チャンミンは私がついてこないことに、私の様子がおかしいことに気付くと、引き返してきた。

 

後ろ立ちして私の膝小僧をぺろぺろ舐めた。

 

長靴を噛んで引っ張るチャンミンに従って、私はしゃがみ込んだ。

 

「うーっ...うっ、うー」

 

私の喉から言葉にならない呻き声が漏れる。

 

「...うー、うーっ、うー」

 

例え動物の鳴き声のようであっても、声をあげて泣くのはいつぶりだろう。

 

こめかみから流れる汗とぽろぽろと溢れ出る涙が交じり合う。

 

チャンミンは顔を覆った私の手の平の間に、自分の鼻づらを強引にねじこむと、あとからあとへとこぼれ落ちる涙を舐めとっていく。

 

「よく話してくれましたね。

たくさんお泣きなさい」

 

頭の中に響いてくるチャンミンの言葉に、私は彼を抱き締めた。

 

ふかふかの毛皮、温かく柔らかい身体、冷たく濡れた鼻。

 

チャンミンはだらりと力を抜いて、私に抱かれるままでいてくれた。

 

チャンミンは凄い。

 

とても思慮深く賢いチャンミンは、単なる「生き物」じゃない。

 

さすが図鑑に載っていないだけある。

 

気が済むまで、涙が枯れるまで私は唸り続けた。

 

喉が嗄れてひりひりするまで声を出したのは、いつぶりだろう。

 

 

 

 

「自分じゃ気付かないんだ。

どれだけ心が傷ついているのか。

平気なふりをしているから、平気だと勘違いしてしまうんだ。

ミンミンの場合は、言葉にできずグッと気持ちを飲み込んでしまっているよね」

 

その夜、私はユノさんとポーチのベンチに並んで腰かけていた。

 

足元に蚊取り線香を焚き、ユノさんはプラム酒を、私は牛乳を飲んでいた。

 

屋外の作業が多いため、ユノさんの腕は真っ黒に日焼けしていた。

 

草原からは虫の、雑木林からはカエルの鳴き声、灯りに誘われた蛾やカゲロウが外灯の電球にパタパタとぶつかる音。

 

チャンミンは、というと、私とユノさんの膝の上に長々と寝そべっている。

 

昼間の水遊びと、私への心配とでお疲れなのだ。

 

それでも耳先を小刻みに震わせ、私たちの会話に耳をそばだてている。

 

「ユノさんには全部話しているよ」

 

「そうだね。

俺にはなんでも話してくれるよね。

でもね。

俺はミンミンじゃないし、どうしても大人の観点からものごとを見てしまって、ついつい厳しいことを言ってしまうことがある。

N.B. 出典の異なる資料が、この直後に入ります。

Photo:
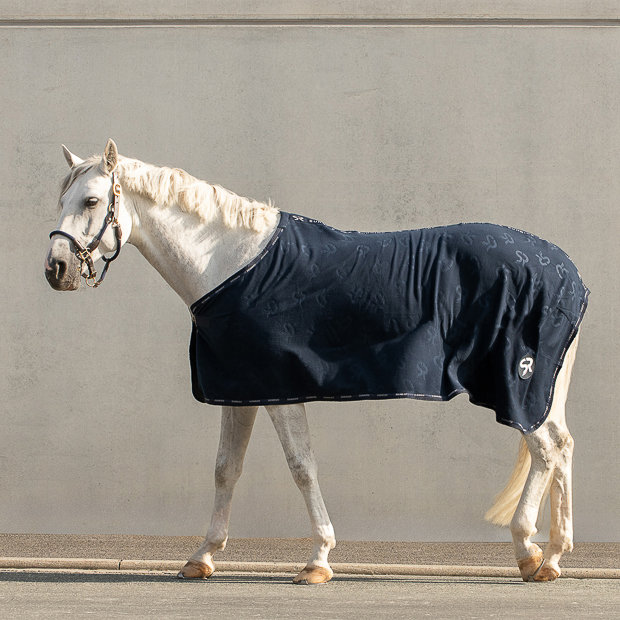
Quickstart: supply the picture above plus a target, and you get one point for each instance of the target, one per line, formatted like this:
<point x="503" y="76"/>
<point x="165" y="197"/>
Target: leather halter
<point x="84" y="253"/>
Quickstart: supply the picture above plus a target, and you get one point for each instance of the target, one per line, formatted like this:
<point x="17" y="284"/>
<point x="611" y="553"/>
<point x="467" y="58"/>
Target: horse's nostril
<point x="61" y="269"/>
<point x="55" y="269"/>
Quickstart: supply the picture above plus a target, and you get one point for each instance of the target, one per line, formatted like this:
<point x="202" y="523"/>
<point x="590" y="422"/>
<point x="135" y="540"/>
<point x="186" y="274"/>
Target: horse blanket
<point x="323" y="314"/>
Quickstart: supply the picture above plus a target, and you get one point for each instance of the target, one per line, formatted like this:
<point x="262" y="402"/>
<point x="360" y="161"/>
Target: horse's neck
<point x="192" y="256"/>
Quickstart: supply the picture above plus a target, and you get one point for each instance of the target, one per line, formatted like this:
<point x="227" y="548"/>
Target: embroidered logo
<point x="526" y="367"/>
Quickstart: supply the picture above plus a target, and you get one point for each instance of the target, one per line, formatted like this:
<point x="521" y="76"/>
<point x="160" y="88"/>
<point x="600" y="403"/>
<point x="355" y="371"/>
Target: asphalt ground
<point x="31" y="593"/>
<point x="28" y="595"/>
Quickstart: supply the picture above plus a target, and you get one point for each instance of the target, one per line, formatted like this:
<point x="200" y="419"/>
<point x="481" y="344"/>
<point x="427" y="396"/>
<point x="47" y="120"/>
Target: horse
<point x="203" y="238"/>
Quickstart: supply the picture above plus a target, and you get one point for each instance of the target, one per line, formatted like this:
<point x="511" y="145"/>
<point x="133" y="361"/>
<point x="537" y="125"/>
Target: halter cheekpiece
<point x="84" y="253"/>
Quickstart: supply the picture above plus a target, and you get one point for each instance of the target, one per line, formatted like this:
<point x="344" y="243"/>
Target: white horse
<point x="197" y="235"/>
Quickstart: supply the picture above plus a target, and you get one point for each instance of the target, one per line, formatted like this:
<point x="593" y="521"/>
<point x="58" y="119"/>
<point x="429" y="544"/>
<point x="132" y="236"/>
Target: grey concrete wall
<point x="363" y="124"/>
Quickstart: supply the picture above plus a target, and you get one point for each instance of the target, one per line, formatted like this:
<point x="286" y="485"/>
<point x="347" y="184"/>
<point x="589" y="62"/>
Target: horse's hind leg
<point x="551" y="449"/>
<point x="292" y="427"/>
<point x="237" y="424"/>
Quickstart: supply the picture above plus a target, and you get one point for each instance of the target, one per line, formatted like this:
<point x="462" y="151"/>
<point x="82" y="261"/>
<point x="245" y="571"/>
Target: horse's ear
<point x="110" y="157"/>
<point x="72" y="160"/>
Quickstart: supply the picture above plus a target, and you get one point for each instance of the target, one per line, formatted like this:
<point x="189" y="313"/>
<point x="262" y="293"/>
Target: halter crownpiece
<point x="84" y="253"/>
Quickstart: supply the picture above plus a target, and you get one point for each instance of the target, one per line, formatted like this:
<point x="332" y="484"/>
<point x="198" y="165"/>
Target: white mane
<point x="172" y="186"/>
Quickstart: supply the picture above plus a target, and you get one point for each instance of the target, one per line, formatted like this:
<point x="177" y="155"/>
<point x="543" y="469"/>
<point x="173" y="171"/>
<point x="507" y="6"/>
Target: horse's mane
<point x="167" y="187"/>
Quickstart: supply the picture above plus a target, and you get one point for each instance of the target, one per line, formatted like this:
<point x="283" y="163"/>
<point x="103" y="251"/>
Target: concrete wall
<point x="368" y="115"/>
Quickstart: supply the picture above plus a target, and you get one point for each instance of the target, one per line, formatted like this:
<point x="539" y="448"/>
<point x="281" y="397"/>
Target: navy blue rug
<point x="323" y="314"/>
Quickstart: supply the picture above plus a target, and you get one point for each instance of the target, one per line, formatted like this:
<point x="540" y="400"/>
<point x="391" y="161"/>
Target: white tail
<point x="506" y="502"/>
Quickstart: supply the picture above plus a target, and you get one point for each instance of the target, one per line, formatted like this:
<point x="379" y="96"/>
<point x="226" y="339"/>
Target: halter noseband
<point x="84" y="253"/>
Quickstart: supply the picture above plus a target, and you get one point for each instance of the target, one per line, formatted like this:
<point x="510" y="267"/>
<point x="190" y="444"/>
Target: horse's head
<point x="93" y="214"/>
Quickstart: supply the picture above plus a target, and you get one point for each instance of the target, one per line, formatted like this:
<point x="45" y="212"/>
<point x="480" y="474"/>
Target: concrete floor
<point x="585" y="555"/>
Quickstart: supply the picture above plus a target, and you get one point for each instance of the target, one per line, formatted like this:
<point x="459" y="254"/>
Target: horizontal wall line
<point x="305" y="21"/>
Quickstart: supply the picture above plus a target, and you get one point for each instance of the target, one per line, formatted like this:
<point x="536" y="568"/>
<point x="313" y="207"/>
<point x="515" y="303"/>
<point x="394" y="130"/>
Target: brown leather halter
<point x="84" y="253"/>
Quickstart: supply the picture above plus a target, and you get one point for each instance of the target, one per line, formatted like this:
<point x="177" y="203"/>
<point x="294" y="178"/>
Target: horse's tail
<point x="506" y="502"/>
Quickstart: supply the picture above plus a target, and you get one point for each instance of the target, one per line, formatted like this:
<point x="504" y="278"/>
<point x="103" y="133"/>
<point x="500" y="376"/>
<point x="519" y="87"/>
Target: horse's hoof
<point x="547" y="573"/>
<point x="531" y="565"/>
<point x="312" y="575"/>
<point x="195" y="570"/>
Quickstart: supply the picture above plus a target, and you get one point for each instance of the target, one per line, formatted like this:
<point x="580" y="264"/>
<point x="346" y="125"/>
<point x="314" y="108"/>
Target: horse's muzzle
<point x="63" y="272"/>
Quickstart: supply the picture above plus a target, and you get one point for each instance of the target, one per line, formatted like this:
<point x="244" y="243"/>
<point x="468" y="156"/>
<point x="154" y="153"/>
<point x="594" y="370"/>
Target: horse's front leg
<point x="292" y="428"/>
<point x="237" y="423"/>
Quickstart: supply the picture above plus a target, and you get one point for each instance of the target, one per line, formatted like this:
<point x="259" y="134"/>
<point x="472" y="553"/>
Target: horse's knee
<point x="227" y="472"/>
<point x="304" y="473"/>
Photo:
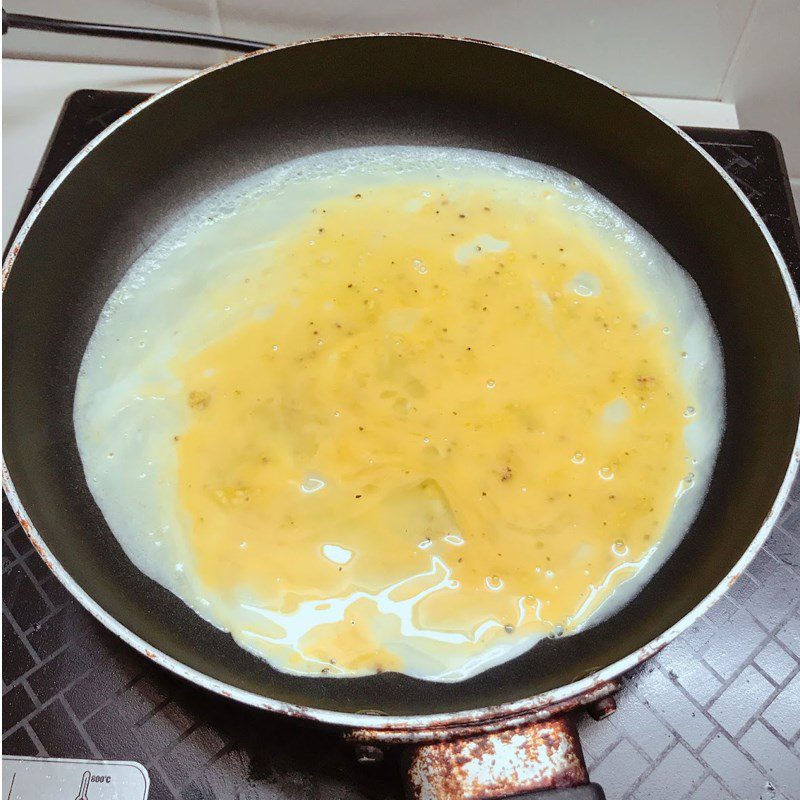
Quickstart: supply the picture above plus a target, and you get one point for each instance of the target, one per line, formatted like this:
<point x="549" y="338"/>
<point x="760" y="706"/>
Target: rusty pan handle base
<point x="589" y="791"/>
<point x="541" y="759"/>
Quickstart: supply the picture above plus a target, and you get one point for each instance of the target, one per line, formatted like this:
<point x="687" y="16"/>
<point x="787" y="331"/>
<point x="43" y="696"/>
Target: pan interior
<point x="268" y="109"/>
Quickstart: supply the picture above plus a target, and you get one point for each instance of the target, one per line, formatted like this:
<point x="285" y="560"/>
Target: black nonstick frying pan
<point x="499" y="733"/>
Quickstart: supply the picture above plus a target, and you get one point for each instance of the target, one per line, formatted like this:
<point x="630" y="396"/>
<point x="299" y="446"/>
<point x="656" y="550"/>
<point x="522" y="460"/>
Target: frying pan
<point x="504" y="731"/>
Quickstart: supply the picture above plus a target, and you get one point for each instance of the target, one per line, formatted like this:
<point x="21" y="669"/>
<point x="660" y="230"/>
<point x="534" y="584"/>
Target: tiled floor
<point x="716" y="715"/>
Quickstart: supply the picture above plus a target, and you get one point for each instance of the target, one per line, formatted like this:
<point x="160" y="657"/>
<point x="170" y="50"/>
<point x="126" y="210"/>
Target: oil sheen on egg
<point x="406" y="409"/>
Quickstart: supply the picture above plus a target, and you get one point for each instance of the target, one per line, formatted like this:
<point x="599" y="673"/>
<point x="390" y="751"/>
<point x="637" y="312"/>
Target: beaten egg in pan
<point x="401" y="409"/>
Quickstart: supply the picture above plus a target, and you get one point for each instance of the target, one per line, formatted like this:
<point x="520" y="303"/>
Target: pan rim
<point x="560" y="694"/>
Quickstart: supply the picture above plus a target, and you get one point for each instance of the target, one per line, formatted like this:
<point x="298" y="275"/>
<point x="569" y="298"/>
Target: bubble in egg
<point x="401" y="409"/>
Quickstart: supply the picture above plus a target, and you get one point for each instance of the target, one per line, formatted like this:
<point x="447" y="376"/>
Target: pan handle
<point x="541" y="760"/>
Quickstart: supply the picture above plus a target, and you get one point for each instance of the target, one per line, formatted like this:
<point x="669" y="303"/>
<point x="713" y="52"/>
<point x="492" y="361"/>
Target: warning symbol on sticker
<point x="27" y="778"/>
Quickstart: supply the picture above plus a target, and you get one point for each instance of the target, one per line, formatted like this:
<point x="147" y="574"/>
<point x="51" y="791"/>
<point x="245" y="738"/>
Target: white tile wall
<point x="680" y="48"/>
<point x="764" y="78"/>
<point x="743" y="51"/>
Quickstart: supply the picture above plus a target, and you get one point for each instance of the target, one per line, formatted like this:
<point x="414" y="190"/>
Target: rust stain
<point x="543" y="755"/>
<point x="479" y="724"/>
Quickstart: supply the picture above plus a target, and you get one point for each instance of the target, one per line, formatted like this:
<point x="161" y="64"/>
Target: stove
<point x="716" y="715"/>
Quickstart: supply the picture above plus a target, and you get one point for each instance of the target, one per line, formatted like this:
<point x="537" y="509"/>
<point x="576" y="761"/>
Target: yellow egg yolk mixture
<point x="453" y="424"/>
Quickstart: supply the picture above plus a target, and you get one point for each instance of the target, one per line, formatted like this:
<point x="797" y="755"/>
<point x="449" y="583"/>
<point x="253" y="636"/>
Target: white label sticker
<point x="27" y="778"/>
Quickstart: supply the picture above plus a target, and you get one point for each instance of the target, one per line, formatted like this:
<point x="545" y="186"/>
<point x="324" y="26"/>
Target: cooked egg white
<point x="406" y="409"/>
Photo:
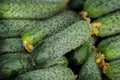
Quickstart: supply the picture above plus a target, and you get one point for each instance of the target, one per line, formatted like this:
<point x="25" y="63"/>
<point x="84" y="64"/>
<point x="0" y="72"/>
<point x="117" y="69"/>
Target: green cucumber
<point x="110" y="24"/>
<point x="53" y="73"/>
<point x="62" y="42"/>
<point x="62" y="61"/>
<point x="113" y="72"/>
<point x="51" y="26"/>
<point x="90" y="70"/>
<point x="29" y="9"/>
<point x="76" y="4"/>
<point x="12" y="65"/>
<point x="11" y="45"/>
<point x="110" y="47"/>
<point x="80" y="54"/>
<point x="97" y="8"/>
<point x="15" y="28"/>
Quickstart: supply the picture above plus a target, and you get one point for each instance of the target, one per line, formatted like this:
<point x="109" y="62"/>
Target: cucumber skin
<point x="11" y="45"/>
<point x="97" y="8"/>
<point x="80" y="54"/>
<point x="62" y="42"/>
<point x="110" y="47"/>
<point x="15" y="28"/>
<point x="53" y="73"/>
<point x="90" y="70"/>
<point x="29" y="9"/>
<point x="62" y="61"/>
<point x="114" y="70"/>
<point x="49" y="27"/>
<point x="110" y="24"/>
<point x="12" y="65"/>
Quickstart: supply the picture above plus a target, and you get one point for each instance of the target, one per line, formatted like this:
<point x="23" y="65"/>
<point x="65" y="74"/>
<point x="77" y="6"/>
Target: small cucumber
<point x="97" y="8"/>
<point x="30" y="9"/>
<point x="110" y="24"/>
<point x="53" y="73"/>
<point x="110" y="47"/>
<point x="90" y="70"/>
<point x="62" y="42"/>
<point x="12" y="65"/>
<point x="80" y="54"/>
<point x="11" y="45"/>
<point x="47" y="28"/>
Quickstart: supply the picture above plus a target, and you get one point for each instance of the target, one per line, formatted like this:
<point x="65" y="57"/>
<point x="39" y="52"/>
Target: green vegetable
<point x="53" y="73"/>
<point x="97" y="8"/>
<point x="62" y="42"/>
<point x="90" y="70"/>
<point x="62" y="61"/>
<point x="12" y="65"/>
<point x="11" y="45"/>
<point x="39" y="9"/>
<point x="113" y="72"/>
<point x="15" y="28"/>
<point x="47" y="28"/>
<point x="110" y="47"/>
<point x="109" y="24"/>
<point x="80" y="54"/>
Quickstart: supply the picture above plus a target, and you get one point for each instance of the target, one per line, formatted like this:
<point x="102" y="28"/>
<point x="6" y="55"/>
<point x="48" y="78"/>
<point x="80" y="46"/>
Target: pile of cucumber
<point x="59" y="39"/>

アドバイスにしても、人生経験をつんでいる立場からのものだから、ミンミンにとってピンとこないものも多いと思う。

単に話を聞くだけで済んでしまっていることもね」

 

「そんなことないよ。

ユノさんは力になってくれてるよ。

ユノさんにいっぱい助けてもらってるよ」

 

「そう言ってもらえると嬉しいね。

でもね、ミンミンと同じ目線で、それが悪いことであっても全部受け止めて、認めてくれる存在がいると最高だね」

 

「...チャンミンみたいな?」

 

「そうだよ。

よかったな、ミンミン?

なかなかそんな存在とは巡り合えないんだぞ?」

 

「私が犯人なの」と口にした時、チャンミンが怒ったことを思い出していた。

 

あれは、私の考えを単に否定するものではなく、私自身を肯定するための否定だったのだ。

 

 

(つづく)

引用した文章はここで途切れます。